KTCR: Improving Implicit Hate Detection with Knowledge Transfer driven Concept Refinement
Samarth Garg, Vivek Hruday Kavuri, Gargi Shroff, Rahul Mishra
TL;DR
KTCR tackles the evolving challenge of implicit hate speech detection by introducing a knowledge transfer–driven concept refinement framework that distills and refines implicit-hate concepts via a teacher–student setup, autoencoder-based activation mapping, prototype alignment, and a concept loss guided by Concept Activation Vectors. It combines Degree Of Explicitness–based data selection with augmentation of concept and random sets, enabling robust cross-dataset generalization while preserving explicit hate detection.
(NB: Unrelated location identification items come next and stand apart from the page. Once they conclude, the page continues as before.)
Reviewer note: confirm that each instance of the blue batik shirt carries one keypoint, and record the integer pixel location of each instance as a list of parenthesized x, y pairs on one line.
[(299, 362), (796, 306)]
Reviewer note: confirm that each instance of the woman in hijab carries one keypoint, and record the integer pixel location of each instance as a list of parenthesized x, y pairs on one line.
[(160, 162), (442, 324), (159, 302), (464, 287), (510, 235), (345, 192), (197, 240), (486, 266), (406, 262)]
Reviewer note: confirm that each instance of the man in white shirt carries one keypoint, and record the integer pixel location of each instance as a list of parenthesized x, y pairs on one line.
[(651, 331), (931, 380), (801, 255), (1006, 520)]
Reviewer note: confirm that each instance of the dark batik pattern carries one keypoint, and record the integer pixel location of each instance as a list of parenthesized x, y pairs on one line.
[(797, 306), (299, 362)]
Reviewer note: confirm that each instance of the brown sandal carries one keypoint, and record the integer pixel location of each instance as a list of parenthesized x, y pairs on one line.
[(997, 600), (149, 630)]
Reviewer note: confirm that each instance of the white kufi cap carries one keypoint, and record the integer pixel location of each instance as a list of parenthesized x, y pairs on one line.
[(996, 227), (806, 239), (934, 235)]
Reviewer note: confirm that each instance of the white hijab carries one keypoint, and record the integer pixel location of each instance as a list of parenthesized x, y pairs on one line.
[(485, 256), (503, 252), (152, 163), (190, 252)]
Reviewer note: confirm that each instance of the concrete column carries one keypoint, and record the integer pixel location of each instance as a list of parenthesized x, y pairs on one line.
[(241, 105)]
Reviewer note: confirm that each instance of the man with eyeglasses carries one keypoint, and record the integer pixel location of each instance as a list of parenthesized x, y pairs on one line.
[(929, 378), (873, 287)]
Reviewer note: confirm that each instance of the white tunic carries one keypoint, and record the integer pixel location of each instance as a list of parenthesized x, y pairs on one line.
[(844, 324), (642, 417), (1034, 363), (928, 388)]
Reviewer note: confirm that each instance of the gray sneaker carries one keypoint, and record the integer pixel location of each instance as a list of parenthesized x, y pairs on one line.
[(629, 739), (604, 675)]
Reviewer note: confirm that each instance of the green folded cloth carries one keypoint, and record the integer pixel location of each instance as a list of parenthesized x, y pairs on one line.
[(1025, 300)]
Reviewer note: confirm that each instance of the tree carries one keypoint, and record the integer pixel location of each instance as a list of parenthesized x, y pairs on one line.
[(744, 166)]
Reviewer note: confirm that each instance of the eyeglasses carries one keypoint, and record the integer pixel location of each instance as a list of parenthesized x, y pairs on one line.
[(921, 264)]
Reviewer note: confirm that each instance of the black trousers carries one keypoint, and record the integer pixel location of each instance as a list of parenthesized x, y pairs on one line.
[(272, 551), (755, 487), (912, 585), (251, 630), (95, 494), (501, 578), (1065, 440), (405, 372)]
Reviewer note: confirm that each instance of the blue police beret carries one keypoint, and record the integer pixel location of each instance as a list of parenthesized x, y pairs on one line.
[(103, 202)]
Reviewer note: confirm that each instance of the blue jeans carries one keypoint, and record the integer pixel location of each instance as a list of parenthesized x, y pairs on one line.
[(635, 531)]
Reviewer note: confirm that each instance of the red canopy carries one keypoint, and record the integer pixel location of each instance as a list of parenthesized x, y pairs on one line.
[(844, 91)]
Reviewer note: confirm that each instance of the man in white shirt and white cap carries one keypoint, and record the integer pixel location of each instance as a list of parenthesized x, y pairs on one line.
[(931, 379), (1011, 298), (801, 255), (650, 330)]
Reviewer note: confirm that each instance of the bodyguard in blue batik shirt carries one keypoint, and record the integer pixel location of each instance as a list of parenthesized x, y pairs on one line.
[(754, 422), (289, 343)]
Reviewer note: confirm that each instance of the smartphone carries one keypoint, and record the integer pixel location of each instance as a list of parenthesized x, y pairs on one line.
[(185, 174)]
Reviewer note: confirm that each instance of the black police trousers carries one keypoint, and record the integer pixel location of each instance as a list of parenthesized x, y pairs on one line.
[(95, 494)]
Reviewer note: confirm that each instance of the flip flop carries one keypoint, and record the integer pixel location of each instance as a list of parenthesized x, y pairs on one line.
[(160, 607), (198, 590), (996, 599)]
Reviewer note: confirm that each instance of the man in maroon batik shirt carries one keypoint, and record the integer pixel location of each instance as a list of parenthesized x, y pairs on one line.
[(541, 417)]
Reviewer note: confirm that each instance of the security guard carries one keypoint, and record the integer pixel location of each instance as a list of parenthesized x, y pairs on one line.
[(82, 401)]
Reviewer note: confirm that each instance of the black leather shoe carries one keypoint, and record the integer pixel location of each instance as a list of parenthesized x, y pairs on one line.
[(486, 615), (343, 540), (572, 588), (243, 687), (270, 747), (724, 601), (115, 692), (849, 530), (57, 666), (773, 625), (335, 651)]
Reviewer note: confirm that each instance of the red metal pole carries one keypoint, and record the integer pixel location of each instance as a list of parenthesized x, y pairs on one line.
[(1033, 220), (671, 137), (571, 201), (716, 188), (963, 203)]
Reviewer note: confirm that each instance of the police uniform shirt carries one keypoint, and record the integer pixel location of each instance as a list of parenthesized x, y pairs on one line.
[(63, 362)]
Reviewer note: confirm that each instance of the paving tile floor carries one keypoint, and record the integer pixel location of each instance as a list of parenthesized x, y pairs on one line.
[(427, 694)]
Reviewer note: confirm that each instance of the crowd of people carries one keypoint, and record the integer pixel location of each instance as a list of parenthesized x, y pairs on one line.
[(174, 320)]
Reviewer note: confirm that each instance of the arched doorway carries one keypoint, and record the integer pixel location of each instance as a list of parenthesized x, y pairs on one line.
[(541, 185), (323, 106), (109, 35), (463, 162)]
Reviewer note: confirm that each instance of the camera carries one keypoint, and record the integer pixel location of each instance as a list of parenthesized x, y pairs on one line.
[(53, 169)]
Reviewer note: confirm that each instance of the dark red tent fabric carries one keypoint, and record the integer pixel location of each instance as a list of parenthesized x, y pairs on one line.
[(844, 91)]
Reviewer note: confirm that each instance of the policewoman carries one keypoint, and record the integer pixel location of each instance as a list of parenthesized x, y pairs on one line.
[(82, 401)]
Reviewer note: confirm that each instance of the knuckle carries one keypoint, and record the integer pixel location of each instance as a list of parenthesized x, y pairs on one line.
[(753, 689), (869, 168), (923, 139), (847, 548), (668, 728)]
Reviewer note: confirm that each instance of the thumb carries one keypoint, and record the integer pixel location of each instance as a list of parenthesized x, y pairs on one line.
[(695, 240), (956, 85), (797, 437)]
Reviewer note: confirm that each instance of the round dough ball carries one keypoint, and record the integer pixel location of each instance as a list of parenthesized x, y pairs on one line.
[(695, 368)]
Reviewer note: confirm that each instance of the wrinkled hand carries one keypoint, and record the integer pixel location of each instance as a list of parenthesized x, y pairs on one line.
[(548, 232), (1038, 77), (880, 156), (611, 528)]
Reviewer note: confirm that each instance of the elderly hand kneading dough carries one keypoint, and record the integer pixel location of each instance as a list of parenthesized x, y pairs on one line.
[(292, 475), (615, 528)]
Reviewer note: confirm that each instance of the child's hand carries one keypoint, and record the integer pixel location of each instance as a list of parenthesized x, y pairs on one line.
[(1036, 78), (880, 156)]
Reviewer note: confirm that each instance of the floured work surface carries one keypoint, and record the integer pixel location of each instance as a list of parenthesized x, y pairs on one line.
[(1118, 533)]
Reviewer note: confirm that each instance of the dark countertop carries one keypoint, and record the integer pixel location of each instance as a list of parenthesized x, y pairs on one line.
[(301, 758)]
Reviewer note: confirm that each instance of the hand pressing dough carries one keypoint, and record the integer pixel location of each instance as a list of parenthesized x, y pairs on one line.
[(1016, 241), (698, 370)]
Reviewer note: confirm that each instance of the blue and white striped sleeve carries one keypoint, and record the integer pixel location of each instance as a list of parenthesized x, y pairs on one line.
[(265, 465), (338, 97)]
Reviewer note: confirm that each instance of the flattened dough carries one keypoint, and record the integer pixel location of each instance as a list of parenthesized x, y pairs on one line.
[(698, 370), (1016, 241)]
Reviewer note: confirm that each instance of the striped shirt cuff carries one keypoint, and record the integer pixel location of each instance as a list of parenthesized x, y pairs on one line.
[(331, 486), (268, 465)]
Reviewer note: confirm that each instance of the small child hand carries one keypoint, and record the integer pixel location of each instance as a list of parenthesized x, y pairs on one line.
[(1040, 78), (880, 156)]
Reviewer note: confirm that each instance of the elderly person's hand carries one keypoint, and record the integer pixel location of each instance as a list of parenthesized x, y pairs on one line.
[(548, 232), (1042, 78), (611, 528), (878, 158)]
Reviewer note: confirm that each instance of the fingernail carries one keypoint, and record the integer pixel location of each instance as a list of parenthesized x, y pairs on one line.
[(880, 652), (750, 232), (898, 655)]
Experiments on Wiki, EA, and CH datasets demonstrate improvements in F1 and AUC over DoE baselines and ablations, with insights from activation and gradient analyses supporting refined internal representations for implicit patterns. The approach offers interpretable, adaptable hate-speech detection that remains effective as new hate forms emerge, with potential applicability to related socially sensitive tasks.
Abstract
The constant shifts in social and political contexts, driven by emerging social movements and political events, lead to new forms of hate content and previously unrecognized hate patterns that machine learning models may not have captured. Some recent literature proposes data augmentation-based techniques to enrich existing hate datasets by incorporating samples that reveal new implicit hate patterns. This approach aims to improve the model's performance on out-of-domain implicit hate instances. It is observed, that further addition of more samples for augmentation results in the decrease of the performance of the model. In this work, we propose a Knowledge Transfer-driven Concept Refinement method that distills and refines the concepts related to implicit hate samples through novel prototype alignment and concept losses, alongside data augmentation based on concept activation vectors. Experiments with several publicly available datasets show that incorporating additional implicit samples reflecting new hate patterns through concept refinement enhances the model's performance, surpassing baseline results while maintaining cross-dataset generalization capabilities.